Au premier collège où l’on m’inscrivit comme interne, je lis avec
étonnement les histoires du déluge universel et de l’arche de Noé. Je finis par
penser plus tard que c’était peut-être là un des vestiges que l’Humanité
conservait des derniers changements climatiques survenus dans l’histoire de
notre espèce. C’est peut-être à la fin de la dernière période glaciaire qui
s’est déroulée, présume-t-on, voilà bien des milliers d’années.
Plus tard, on peut le supposer, je lis avec avidité les vies d’Alexandre,
de César, d’Annibal, de Bonaparte et, bien entendu, tous les livres qui
tombaient entre mes mains sur Maceo, Gómez, Agramonte et les autres grands
soldats qui luttèrent pour notre indépendance. Je n’avais pas encore assez de
culture pour comprendre ce que cachait l’Histoire.
Mon intérêt se centra ensuite sur Martí. C’est à lui que je dois en fait
mes sentiments patriotiques et ce profond concept : « La patrie est
l’humanité. » L’audace, la beauté, le courage et la moralité de sa pensée
m’aidèrent à me convertir en ce que je crois être : un révolutionnaire.
Sans être martinien, on ne peut être bolivarien ; sans être martinien et
bolivarien, on ne peut être marxiste ; sans être martinien, bolivarien et
marxiste, on ne peut être anti-impérialiste ; sans être ces trois choses,
on ne pouvait concevoir une révolution à Cuba à notre époque.
Voilà presque deux siècles, dans les années 1820, Bolívar voulut dépêcher
une expédition aux ordres de Sucre pour libérer Cuba qui en avait bien besoin
en tant que colonie sucrière et caféière espagnole où trois cent mille esclaves
travaillaient pour leurs maîtres blancs.
Une fois que Cuba vit frustrer son indépendance en devenant une
néo-colonie, elle ne pouvait en aucun cas instaurer la dignité pleine de
l’homme sans une révolution qui en finisse avec l’exploitation de l’homme par
l’homme.
« …je veux que la première loi de notre République soit le culte des
Cubains à la dignité pleine de l’homme. »
Par cette pensée, Martí infusa le courage et les convictions qui poussèrent
notre Mouvement à l’assaut de la caserne Moncada, ce qui ne nous serait jamais
venu à l’esprit sans les idées d’autres grands penseurs comme Marx et Lénine
qui nous firent voir et comprendre les réalités si différentes de la nouvelle
époque que nous vivions.
C’est au nom du progrès et du développement que l’on justifia à Cuba des
siècles durant l’odieuse propriété latifundiaire et la force de travail
servile, précédées par l’extermination des premiers habitants de ces îles.

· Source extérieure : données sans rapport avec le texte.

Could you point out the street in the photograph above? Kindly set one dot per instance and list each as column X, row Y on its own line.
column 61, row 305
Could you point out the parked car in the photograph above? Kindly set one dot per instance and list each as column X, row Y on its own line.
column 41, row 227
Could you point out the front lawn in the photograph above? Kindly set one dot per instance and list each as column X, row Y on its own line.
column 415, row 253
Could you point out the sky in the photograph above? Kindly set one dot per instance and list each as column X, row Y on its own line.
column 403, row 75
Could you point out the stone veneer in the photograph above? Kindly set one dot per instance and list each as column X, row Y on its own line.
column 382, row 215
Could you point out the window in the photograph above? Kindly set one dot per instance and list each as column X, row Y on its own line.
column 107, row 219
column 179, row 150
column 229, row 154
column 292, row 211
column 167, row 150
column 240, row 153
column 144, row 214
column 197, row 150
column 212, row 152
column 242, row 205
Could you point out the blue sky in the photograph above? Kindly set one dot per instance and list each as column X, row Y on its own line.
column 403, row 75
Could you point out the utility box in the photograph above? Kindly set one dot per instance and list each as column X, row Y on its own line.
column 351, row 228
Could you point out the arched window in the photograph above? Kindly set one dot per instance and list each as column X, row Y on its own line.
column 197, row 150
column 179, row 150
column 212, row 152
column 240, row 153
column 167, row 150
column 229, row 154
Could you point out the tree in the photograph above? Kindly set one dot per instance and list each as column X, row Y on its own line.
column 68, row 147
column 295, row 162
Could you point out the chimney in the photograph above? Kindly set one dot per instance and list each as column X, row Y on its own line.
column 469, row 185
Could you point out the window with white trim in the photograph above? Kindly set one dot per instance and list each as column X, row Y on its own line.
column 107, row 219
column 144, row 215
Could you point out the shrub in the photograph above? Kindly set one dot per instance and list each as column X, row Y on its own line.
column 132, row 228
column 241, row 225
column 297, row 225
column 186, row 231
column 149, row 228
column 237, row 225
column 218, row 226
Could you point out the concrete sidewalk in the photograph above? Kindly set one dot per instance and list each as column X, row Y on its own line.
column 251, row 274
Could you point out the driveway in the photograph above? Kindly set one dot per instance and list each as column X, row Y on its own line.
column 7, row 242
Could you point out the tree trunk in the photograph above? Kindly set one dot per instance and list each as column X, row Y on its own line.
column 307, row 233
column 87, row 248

Martí a dit quelque chose de merveilleux de Bolívar et digne de sa vie
glorieuse :
« …ce qu’il n’a pas fait
n’a toujours pas été fait à ce jour : Bolívar a encore beaucoup à faire en
Amérique. »
« Que le Venezuela me
donne en quoi le servir : il a en moi un fils. »
Au Venezuela, la puissance coloniale – comme d’autres le firent dans les
Antilles – sema de la canne à sucre, du café, du cacao, et fit aussi venir à
titre d’esclaves des hommes et des femmes d’Afrique. Résistant héroïquement en
s’appuyant sur la nature du sol vénézuélien et sur l’étendue du territoire, les
habitants originaires évitèrent l’anéantissement.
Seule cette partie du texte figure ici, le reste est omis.